Pic: Rabbit 2 (bottom) – advanced dental disease.
Rabbits with dental disease will usually require repeat dental procedures under general anaesthetic. During these procedures, the crowns of the affected teeth are shortened to prevent trauma to the mouth and allow the rabbit to eat as normal. Many rabbits will also benefit from dietary modification to increase their calcium and fibre intake. Sometimes, we will recommend procedures such as removal of incisors or cheek teeth. Some cheek teeth can have their growth arrested by ‘pulpectomy.’ These procedures can prevent or reduce the frequency of recurrent dental procedures. These procedures are recommended if appropriate to the particular case.
Other Health Problems associated with Dental Disease
Rabbits with dental disease will often develop other problems as a result of their ongoing dental disease. These include:
- Infection in the nasolacrimal duct (called Dacrocystitis)
- Facial dermatitis
- Facial abscesses
- Gastric stasis
We recommend vaccinating your rabbit against Myxomatosis and Rabbit Viral Haemorrhagic Disease (Strains 1 and 2). To cover against all these your rabbit will need two vaccines. Both diseases are highly contagious between the rabbit population however easily prevented.
Myxomatosis is a virus carried by biting insects and mosquitos and can be passed on without direct contact. The symptoms include puffy eyelids, conjunctivitis within the first 7 days and swelling will extend around the eyes, ears and genital regions after 7 days.In severe cases the rabbit may die from the virus.
Rabbit viral haemorrhagic disease (RVHD) is a highly infectious disease that can affect domestic and wild rabbits. RVHD 1, the classic RVHD, has been present in rabbits for decades and vaccinated again. A new strain of RVHD (RVHD2) was first noted in France in 2010. In the last 12 months, it has become an increasing concern regarding this new strain of RVHD in the UK with confirmed cases.
This new strain is less aggressive than RVHD 1 and symptoms may appear from 3 to 9 days post exposure. Symptoms can include high temperature, lethargy, sudden bleeding from areas (nose/mouth), reduced appetite and possible seizures. Even though this strain is less aggressive if not treated can cause death in severe cases.
Myxomatosis and RVHD 1 are prevented by the administration of a combined vaccination. It takes 3 weeks post vaccination for the rabbit to build immunity to the viruses. This vaccination will provide the rabbit with 1 year immunity to the viruses.
RVHD 2 is prevented by the administration of a separate vaccination. There must be a 2 week gap between the two vaccinations and will provide immunity to the RVHD 2 strain for 1 year.

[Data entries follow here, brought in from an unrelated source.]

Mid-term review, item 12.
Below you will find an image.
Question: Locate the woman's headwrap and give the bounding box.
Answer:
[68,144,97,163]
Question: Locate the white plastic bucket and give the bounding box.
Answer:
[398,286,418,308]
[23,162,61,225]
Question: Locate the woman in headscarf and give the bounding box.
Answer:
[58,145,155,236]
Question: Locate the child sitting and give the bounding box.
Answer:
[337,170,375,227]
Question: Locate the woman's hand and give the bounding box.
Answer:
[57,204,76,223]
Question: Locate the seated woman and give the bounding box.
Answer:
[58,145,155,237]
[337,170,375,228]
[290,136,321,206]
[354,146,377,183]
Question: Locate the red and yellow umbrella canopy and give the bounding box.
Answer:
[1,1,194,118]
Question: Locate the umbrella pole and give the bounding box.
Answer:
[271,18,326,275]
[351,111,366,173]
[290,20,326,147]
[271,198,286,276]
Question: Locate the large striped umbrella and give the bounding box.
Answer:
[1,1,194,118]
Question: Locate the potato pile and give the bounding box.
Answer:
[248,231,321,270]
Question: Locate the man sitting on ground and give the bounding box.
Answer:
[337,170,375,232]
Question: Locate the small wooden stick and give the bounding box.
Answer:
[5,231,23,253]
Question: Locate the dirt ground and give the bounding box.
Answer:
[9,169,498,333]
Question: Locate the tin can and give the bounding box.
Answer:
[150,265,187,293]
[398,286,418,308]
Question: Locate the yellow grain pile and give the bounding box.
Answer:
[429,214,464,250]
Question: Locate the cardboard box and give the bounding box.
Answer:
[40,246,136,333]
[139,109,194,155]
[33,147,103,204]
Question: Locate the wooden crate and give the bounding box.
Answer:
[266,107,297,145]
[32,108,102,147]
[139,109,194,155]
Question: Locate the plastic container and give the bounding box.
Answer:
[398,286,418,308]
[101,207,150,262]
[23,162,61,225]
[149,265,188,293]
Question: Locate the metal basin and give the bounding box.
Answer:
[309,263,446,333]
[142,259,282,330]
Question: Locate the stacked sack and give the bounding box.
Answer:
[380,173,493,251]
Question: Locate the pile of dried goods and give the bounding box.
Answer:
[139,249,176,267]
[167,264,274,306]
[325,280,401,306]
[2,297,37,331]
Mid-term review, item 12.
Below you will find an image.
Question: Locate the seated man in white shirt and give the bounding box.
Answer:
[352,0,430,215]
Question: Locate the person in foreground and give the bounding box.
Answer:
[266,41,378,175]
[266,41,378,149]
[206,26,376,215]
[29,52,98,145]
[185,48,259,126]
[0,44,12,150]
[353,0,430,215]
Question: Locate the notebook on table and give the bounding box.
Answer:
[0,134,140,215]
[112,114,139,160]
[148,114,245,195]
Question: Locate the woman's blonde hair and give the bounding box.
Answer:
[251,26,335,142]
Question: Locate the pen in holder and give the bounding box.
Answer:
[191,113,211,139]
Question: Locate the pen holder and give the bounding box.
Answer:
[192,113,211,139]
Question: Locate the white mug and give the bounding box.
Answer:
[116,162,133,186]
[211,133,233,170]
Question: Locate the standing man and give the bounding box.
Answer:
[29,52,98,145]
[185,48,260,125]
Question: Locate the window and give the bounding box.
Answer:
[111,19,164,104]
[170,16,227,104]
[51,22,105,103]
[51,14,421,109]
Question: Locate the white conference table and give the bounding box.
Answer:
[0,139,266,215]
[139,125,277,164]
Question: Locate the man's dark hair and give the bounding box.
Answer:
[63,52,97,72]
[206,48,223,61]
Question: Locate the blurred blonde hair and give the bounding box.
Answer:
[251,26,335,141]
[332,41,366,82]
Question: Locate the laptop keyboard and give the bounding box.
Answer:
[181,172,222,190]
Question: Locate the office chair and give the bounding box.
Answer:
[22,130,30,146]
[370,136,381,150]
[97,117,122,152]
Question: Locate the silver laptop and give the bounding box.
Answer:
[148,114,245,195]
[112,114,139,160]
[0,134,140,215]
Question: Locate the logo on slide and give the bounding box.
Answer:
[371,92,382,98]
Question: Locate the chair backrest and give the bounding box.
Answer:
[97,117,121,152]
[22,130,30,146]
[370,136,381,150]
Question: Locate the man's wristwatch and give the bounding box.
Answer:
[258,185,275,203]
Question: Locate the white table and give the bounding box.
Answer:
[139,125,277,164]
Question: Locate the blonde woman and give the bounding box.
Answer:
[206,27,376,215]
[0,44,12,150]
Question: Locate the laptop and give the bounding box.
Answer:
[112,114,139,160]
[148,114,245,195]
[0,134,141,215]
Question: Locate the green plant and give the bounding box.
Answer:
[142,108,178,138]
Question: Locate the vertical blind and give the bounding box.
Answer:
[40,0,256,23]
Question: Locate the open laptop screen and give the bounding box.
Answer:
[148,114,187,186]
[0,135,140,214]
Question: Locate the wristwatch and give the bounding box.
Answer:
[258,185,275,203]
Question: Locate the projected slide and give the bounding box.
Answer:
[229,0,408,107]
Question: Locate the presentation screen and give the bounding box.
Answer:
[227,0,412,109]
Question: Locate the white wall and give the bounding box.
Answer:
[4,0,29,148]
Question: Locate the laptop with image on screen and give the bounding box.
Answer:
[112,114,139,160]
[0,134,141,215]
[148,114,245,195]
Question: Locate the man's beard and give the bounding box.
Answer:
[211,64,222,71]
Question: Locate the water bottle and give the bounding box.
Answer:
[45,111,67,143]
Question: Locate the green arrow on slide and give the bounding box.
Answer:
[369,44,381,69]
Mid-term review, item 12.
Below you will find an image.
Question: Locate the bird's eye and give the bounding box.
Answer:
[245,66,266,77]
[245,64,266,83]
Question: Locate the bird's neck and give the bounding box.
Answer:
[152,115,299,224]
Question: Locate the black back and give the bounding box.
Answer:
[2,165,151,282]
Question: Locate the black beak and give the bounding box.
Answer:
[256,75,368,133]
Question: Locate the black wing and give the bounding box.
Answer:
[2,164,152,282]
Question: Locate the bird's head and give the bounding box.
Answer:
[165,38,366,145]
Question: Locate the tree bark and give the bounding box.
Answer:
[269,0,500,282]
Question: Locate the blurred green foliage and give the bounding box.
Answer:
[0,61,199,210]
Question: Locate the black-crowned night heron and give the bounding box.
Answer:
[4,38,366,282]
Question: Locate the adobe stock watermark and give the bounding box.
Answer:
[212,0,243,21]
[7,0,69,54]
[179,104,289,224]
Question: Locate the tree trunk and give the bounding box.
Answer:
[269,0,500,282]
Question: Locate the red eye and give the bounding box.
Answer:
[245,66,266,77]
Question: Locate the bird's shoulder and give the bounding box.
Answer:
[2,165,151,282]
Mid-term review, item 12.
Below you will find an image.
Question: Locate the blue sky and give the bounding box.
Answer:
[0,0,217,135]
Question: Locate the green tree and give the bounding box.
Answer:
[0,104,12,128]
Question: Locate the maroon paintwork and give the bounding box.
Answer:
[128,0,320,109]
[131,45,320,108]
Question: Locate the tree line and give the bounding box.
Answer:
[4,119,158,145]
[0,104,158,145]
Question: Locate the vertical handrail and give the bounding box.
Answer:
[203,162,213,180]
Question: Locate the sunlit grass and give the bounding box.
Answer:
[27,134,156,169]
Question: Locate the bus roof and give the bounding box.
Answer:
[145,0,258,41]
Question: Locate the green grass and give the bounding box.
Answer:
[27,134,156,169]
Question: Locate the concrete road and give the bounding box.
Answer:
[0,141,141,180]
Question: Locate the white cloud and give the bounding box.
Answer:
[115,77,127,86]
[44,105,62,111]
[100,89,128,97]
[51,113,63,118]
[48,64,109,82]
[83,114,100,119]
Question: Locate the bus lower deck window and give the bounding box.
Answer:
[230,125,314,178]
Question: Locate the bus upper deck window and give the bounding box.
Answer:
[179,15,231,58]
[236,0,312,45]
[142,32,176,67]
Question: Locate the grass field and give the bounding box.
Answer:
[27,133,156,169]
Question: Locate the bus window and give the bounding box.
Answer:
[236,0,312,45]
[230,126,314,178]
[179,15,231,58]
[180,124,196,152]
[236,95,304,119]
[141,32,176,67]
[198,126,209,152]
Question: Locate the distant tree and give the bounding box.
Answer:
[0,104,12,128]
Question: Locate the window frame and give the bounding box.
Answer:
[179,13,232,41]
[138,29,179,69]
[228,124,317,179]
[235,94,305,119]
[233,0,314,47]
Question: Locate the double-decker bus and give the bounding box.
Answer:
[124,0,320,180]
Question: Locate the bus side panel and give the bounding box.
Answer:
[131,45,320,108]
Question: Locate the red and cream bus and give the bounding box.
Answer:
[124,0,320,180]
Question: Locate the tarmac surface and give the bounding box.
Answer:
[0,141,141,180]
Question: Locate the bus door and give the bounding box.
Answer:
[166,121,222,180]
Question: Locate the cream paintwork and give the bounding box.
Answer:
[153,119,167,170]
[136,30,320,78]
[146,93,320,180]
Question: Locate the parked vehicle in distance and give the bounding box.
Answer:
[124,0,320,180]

During the summer months, pet rabbits may be affected by maggot infestation. Different terms are used for this but fly strike is the most common.

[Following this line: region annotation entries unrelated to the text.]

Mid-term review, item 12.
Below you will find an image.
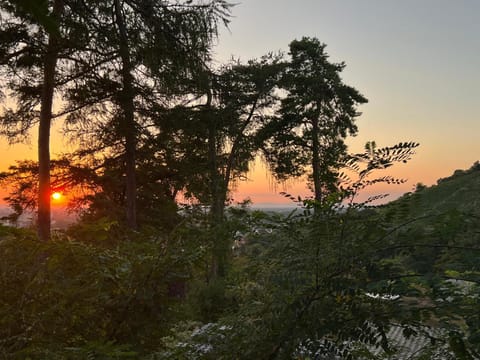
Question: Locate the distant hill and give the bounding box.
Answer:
[386,162,480,216]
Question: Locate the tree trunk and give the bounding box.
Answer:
[312,119,322,205]
[37,0,63,241]
[115,0,137,229]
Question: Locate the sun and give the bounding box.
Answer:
[52,191,62,200]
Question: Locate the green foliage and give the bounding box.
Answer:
[0,227,201,359]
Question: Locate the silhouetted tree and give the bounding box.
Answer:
[264,37,367,203]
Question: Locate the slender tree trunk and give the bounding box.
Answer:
[312,119,322,205]
[115,0,137,229]
[37,0,63,241]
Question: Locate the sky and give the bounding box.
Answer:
[216,0,480,203]
[0,0,480,204]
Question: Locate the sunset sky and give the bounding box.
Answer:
[0,0,480,203]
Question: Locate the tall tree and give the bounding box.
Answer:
[61,0,230,228]
[0,0,64,241]
[258,37,367,203]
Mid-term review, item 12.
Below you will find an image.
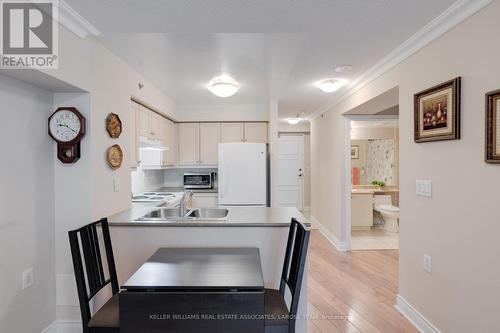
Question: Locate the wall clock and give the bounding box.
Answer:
[49,107,85,163]
[106,113,122,139]
[107,145,123,170]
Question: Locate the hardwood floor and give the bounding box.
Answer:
[308,231,418,333]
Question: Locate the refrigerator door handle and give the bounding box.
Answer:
[219,149,226,199]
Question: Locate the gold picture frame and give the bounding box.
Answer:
[485,90,500,163]
[414,77,461,143]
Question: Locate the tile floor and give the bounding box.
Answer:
[351,227,399,250]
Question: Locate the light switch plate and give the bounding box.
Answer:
[113,178,120,192]
[415,179,432,198]
[424,254,432,273]
[22,267,35,290]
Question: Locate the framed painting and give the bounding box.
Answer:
[351,145,359,160]
[414,77,461,142]
[485,90,500,163]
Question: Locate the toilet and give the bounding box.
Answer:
[373,195,399,232]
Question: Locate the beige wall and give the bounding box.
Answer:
[311,0,500,333]
[0,75,56,333]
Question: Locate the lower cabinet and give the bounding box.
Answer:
[351,194,373,230]
[190,192,219,208]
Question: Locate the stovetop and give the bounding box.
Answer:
[132,192,183,203]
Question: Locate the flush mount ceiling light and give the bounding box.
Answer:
[286,116,304,125]
[316,79,344,93]
[335,65,352,73]
[208,74,240,97]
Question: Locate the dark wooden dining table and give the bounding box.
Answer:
[119,248,264,333]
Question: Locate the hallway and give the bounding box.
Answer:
[308,231,418,333]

Healthy rabbits are generally not affected by fly strike. There are three main problems that lead to the condition. First, a wound to which the flies are attracted and on which they lay their eggs is an obvious site where maggots can cause damage. More commonly, a rabbit that cannot take and eat its soft faeces caecotrophs (either due to arthritis or obesity) will quickly have matted and soiled fur around its anus. This, from the fly’s point of view, is an ideal opportunity to lay eggs. When the maggots hatch they spread from the area (commonly up the abdomen) and may cause a tremendous amount of damage as they eat through the tissues while the rabbit is still living. Thirdly, damp bedding is an ideal environment for egg-laying and maggot growth and development; these may then migrate onto the rabbit. This is a fatal condition if not treated.

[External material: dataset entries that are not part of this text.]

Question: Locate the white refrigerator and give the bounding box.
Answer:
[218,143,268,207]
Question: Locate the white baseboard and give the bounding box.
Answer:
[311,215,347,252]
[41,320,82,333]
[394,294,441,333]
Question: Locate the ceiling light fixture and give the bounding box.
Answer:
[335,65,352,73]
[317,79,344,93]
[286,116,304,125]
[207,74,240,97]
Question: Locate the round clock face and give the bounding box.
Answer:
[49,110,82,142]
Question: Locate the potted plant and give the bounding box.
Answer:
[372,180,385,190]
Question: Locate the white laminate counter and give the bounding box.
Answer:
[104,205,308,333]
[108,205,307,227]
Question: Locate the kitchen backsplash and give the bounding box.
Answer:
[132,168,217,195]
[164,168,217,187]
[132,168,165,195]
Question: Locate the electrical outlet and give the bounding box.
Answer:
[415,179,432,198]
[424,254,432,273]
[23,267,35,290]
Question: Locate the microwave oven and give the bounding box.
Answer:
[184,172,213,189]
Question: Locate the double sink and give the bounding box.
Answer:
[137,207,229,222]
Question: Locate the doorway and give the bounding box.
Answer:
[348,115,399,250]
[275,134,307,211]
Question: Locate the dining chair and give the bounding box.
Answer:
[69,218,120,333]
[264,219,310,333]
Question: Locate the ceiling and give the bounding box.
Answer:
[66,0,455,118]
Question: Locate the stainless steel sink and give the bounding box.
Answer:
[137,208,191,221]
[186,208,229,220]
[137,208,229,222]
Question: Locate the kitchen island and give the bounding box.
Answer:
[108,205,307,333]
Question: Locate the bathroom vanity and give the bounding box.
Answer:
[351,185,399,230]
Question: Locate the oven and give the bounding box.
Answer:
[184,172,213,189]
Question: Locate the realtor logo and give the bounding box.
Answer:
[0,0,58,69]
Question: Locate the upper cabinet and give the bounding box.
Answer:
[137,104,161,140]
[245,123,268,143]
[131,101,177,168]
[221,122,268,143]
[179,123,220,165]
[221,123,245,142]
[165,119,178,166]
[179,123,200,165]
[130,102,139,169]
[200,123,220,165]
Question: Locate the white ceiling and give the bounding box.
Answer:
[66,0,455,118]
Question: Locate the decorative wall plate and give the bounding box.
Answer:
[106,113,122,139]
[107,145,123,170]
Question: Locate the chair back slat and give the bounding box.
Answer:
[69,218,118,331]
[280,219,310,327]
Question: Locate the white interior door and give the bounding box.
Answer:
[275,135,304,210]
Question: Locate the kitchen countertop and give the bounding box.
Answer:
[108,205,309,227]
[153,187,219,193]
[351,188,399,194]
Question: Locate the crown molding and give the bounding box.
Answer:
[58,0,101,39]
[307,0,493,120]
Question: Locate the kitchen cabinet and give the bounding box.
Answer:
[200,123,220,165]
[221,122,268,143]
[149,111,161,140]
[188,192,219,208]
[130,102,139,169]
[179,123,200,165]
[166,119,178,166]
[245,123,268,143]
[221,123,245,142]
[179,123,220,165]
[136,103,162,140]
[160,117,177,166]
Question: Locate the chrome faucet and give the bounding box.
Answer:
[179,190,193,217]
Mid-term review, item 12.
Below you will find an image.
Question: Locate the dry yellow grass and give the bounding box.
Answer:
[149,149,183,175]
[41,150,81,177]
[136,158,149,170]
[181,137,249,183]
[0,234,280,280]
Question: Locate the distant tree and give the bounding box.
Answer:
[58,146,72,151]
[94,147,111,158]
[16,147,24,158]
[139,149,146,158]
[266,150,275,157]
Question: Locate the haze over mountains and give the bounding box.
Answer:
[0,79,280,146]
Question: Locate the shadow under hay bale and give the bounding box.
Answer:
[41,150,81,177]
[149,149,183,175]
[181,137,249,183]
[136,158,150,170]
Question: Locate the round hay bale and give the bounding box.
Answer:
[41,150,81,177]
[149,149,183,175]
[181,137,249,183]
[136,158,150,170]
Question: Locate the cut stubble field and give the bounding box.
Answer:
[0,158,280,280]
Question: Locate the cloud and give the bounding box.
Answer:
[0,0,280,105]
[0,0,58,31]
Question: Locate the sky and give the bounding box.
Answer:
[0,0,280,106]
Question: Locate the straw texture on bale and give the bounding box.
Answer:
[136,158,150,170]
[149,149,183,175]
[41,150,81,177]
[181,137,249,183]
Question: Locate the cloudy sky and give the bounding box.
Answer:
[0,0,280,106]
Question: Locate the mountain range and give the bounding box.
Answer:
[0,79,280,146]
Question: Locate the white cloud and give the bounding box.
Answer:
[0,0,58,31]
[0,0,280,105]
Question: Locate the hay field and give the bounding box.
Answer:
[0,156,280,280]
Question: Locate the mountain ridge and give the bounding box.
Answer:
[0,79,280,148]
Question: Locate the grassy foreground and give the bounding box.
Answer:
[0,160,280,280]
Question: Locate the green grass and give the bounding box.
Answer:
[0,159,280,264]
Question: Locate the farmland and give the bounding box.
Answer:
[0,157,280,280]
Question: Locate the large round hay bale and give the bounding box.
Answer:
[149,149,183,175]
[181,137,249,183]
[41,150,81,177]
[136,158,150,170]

The key factors in preventing fly strike are to ensure that bedding is clean and dry, and that daily cleaning of toilet areas is carried out; the whole accommodation should be completely emptied and disinfected 1-2 times weekly. Checks of your rabbit should be carried out twice daily, if you find any wounds or ulcerated areas of skin then please seek veterinary attention. A rabbit owner should also make sure that their rabbit is able to keep it bottom clean, if the rabbit keeps soiling itself, then there is usually a health reason as to why e.g. obesity or arthritis. If a rabbit is unable to keep itself clean, then please seek veterinary advice.